The second Market Pulse Survey, conducted by SailPoint in April 2009, focused on how companies are approaching identity governance during the economic downturn, with a particular focus on “insider threats.” While 86% of the total respondents—representing a number of industries, banking, financial services, insurance and health care being most common—are concerned about insider threats, they cannot adequately manage the risk of data breaches because the majority of them can't summarize which workers have access to the most critical applications and data. Of the health care and insurance companies who responded, 99% are concerned about insider threats.

The magnitude of corporate churn on a global scale, compounded by restricted IT budgets and strained resources, has created a perfect storm for fraud and theft from employees in the affected industries. Many organizations are trying to mitigate this insider threat risk. In fact, 77% of the companies SailPoint surveyed have a risk management function within their IT organization.

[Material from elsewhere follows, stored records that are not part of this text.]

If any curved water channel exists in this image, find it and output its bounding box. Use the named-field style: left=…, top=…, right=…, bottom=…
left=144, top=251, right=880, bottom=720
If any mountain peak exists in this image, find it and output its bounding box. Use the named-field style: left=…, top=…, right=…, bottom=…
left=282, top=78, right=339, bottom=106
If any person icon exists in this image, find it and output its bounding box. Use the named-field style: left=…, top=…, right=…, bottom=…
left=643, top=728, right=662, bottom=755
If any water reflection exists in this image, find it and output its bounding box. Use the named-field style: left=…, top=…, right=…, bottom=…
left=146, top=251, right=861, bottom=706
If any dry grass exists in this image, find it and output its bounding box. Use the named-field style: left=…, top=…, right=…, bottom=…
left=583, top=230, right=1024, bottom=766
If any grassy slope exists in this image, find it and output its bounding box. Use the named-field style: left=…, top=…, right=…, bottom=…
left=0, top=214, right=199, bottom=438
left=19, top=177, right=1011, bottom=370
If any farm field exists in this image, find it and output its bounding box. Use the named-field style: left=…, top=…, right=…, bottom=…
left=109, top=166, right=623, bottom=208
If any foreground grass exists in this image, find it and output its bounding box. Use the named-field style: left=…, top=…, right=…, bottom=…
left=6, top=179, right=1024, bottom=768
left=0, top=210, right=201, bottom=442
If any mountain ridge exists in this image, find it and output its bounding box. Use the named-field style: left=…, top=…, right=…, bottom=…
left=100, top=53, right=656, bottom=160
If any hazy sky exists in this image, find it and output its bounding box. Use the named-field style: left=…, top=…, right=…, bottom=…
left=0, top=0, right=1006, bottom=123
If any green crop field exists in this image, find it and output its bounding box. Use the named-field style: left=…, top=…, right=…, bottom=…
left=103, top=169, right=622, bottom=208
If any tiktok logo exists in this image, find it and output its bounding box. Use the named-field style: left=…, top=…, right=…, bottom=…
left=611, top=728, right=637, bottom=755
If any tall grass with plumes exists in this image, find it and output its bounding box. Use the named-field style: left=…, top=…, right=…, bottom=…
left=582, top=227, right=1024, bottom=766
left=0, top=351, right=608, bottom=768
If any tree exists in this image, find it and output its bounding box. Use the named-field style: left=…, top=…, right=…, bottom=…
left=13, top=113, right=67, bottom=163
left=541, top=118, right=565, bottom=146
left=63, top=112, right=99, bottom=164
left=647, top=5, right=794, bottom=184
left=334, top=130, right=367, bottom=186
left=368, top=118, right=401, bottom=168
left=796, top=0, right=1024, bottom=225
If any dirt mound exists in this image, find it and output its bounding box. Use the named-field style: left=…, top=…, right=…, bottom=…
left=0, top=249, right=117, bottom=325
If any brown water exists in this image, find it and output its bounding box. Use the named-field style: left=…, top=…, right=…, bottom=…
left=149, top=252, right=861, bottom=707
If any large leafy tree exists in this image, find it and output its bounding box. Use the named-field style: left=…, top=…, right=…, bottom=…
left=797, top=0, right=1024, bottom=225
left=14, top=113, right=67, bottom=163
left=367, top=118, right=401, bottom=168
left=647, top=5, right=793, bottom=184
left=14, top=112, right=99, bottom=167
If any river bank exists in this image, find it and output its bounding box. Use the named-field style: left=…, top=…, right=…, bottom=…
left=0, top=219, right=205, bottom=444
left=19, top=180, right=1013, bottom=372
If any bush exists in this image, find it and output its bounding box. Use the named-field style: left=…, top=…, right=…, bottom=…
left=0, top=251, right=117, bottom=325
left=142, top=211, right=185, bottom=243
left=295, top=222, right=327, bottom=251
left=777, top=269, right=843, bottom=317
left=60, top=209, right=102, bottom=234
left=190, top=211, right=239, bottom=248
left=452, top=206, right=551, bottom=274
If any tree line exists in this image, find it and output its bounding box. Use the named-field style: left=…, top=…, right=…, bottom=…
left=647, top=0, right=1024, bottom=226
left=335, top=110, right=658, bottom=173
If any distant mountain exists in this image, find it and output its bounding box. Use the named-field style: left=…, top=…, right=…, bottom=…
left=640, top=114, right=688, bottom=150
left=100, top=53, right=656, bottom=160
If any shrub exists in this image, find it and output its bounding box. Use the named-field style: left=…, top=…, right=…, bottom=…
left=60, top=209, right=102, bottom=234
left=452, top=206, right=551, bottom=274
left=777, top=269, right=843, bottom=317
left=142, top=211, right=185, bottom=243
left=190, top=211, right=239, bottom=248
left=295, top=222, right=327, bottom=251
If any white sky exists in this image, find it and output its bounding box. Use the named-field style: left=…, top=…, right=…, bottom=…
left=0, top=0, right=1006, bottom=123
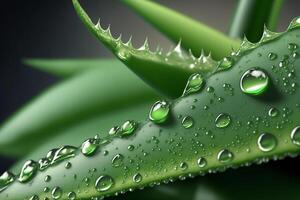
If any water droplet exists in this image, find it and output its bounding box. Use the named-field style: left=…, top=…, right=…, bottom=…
left=111, top=154, right=124, bottom=167
left=218, top=149, right=233, bottom=163
left=197, top=157, right=207, bottom=168
left=291, top=126, right=300, bottom=146
left=81, top=138, right=99, bottom=156
left=95, top=175, right=114, bottom=192
left=182, top=73, right=204, bottom=96
left=181, top=116, right=194, bottom=129
left=121, top=120, right=137, bottom=136
left=44, top=175, right=51, bottom=182
left=39, top=158, right=51, bottom=171
left=51, top=187, right=62, bottom=199
left=268, top=52, right=277, bottom=60
left=132, top=173, right=143, bottom=183
left=51, top=146, right=77, bottom=164
left=218, top=57, right=234, bottom=71
left=18, top=160, right=38, bottom=183
left=68, top=192, right=76, bottom=200
left=257, top=133, right=277, bottom=152
left=215, top=113, right=231, bottom=128
left=149, top=101, right=170, bottom=123
left=0, top=171, right=15, bottom=192
left=268, top=108, right=279, bottom=117
left=240, top=68, right=269, bottom=95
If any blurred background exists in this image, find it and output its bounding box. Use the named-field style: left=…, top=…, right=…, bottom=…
left=0, top=0, right=300, bottom=194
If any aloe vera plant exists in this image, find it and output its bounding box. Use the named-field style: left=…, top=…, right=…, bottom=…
left=0, top=0, right=300, bottom=200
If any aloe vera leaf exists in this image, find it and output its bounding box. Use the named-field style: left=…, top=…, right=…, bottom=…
left=122, top=0, right=239, bottom=59
left=229, top=0, right=284, bottom=42
left=0, top=65, right=157, bottom=157
left=0, top=18, right=300, bottom=200
left=23, top=58, right=123, bottom=77
left=73, top=0, right=228, bottom=98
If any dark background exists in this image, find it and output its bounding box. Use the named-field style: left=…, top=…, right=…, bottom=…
left=0, top=0, right=300, bottom=172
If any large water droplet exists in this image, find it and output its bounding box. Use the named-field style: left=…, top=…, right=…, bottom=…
left=181, top=116, right=194, bottom=129
left=132, top=173, right=143, bottom=183
left=197, top=157, right=207, bottom=168
left=95, top=175, right=114, bottom=192
left=51, top=146, right=77, bottom=164
left=81, top=138, right=99, bottom=156
left=218, top=149, right=233, bottom=163
left=215, top=113, right=231, bottom=128
left=182, top=73, right=204, bottom=96
left=0, top=172, right=15, bottom=192
left=149, top=101, right=170, bottom=123
left=51, top=187, right=62, bottom=199
left=257, top=133, right=277, bottom=152
left=291, top=126, right=300, bottom=146
left=240, top=68, right=269, bottom=95
left=121, top=120, right=137, bottom=136
left=111, top=154, right=124, bottom=167
left=18, top=160, right=38, bottom=183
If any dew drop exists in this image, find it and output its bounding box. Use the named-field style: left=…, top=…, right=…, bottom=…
left=81, top=138, right=99, bottom=156
left=181, top=116, right=194, bottom=129
left=240, top=68, right=269, bottom=95
left=149, top=101, right=170, bottom=123
left=215, top=113, right=231, bottom=128
left=268, top=108, right=279, bottom=117
left=95, top=175, right=114, bottom=192
left=121, top=120, right=137, bottom=136
left=68, top=192, right=76, bottom=200
left=18, top=160, right=38, bottom=183
left=218, top=149, right=233, bottom=163
left=51, top=187, right=62, bottom=199
left=182, top=73, right=204, bottom=96
left=111, top=154, right=124, bottom=167
left=197, top=157, right=207, bottom=168
left=291, top=126, right=300, bottom=146
left=132, top=173, right=143, bottom=183
left=0, top=171, right=15, bottom=192
left=257, top=133, right=277, bottom=152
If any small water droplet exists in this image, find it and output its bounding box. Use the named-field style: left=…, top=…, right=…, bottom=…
left=149, top=101, right=170, bottom=123
left=181, top=116, right=194, bottom=129
left=0, top=171, right=15, bottom=192
left=268, top=108, right=279, bottom=117
left=215, top=113, right=231, bottom=128
left=18, top=160, right=38, bottom=183
left=81, top=138, right=99, bottom=156
left=121, top=120, right=137, bottom=136
left=257, top=133, right=277, bottom=152
left=95, top=175, right=114, bottom=192
left=182, top=73, right=204, bottom=96
left=132, top=173, right=143, bottom=183
left=51, top=187, right=62, bottom=199
left=240, top=68, right=269, bottom=95
left=197, top=157, right=207, bottom=168
left=218, top=149, right=233, bottom=163
left=68, top=192, right=76, bottom=200
left=291, top=126, right=300, bottom=146
left=111, top=154, right=124, bottom=167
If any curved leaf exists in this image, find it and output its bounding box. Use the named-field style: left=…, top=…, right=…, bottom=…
left=23, top=58, right=123, bottom=77
left=73, top=0, right=219, bottom=97
left=0, top=65, right=157, bottom=156
left=0, top=18, right=300, bottom=200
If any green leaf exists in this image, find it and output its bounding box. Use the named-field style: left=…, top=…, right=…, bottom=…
left=23, top=58, right=123, bottom=77
left=229, top=0, right=283, bottom=42
left=0, top=65, right=157, bottom=157
left=73, top=0, right=223, bottom=97
left=0, top=17, right=300, bottom=200
left=122, top=0, right=239, bottom=59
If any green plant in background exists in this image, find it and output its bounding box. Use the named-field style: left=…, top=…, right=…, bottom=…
left=0, top=0, right=300, bottom=200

However, nearly 30% of those companies don’t allocate budget to that function. That means nearly 50% of the affected companies either do not have, or underfund, their IT risk management activities.

The SailPoint survey also revealed that companies struggle with managing user access controls for large populations of employees, partners and customers. Of the respondents, 28% said they lack critical access controls and could be more exposed to security breaches than they think. Another 20% believe it’s simply a matter of time before an internal breach occurs at their company.

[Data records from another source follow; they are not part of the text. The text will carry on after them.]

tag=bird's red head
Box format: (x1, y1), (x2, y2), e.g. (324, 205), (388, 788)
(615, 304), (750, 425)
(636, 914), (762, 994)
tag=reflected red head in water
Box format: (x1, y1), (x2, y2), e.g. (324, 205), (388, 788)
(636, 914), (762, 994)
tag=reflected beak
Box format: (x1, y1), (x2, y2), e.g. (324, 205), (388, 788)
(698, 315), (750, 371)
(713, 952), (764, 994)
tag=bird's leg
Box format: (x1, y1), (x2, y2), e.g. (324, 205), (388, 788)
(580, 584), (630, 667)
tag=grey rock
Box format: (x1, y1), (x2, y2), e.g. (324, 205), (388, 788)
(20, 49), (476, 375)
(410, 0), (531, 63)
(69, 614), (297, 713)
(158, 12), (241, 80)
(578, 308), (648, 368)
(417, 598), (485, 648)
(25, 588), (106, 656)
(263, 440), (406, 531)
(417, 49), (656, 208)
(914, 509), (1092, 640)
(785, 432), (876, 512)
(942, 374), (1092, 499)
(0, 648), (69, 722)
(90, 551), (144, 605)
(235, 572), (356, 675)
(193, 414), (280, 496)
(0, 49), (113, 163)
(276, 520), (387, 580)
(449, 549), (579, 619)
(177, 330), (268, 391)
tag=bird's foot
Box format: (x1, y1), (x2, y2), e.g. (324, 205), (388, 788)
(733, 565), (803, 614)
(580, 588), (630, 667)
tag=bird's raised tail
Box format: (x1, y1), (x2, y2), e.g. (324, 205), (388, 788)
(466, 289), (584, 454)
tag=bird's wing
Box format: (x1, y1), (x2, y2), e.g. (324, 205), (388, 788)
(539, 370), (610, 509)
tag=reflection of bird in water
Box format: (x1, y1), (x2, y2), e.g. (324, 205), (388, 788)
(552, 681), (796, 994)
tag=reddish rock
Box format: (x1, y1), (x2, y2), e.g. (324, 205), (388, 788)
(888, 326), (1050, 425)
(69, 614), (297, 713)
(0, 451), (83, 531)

“In today’s digital economy, stealing no longer requires putting your hand in the till,” says Jackie Gilbert, SailPoint’s VP of marketing and cofounder. “Employees can now steal via electronic data they can access in the workplace, and there are dozens of outlets for selling this data on the Internet black market for profit. Insurance companies have key pieces of personal customer information—including birth dates and social security numbers—that identity data thieves seek. Insurance providers are rightfully concerned. As our survey shows, the risk factors are at an all-time high; companies are struggling to adequately secure sensitive data, making it easier for workers to commit undetected crimes. Meanwhile, the pressures of the recession—major layoffs, falling employee morale, financial hardship—are increasing motivation or temptation to commit crimes.”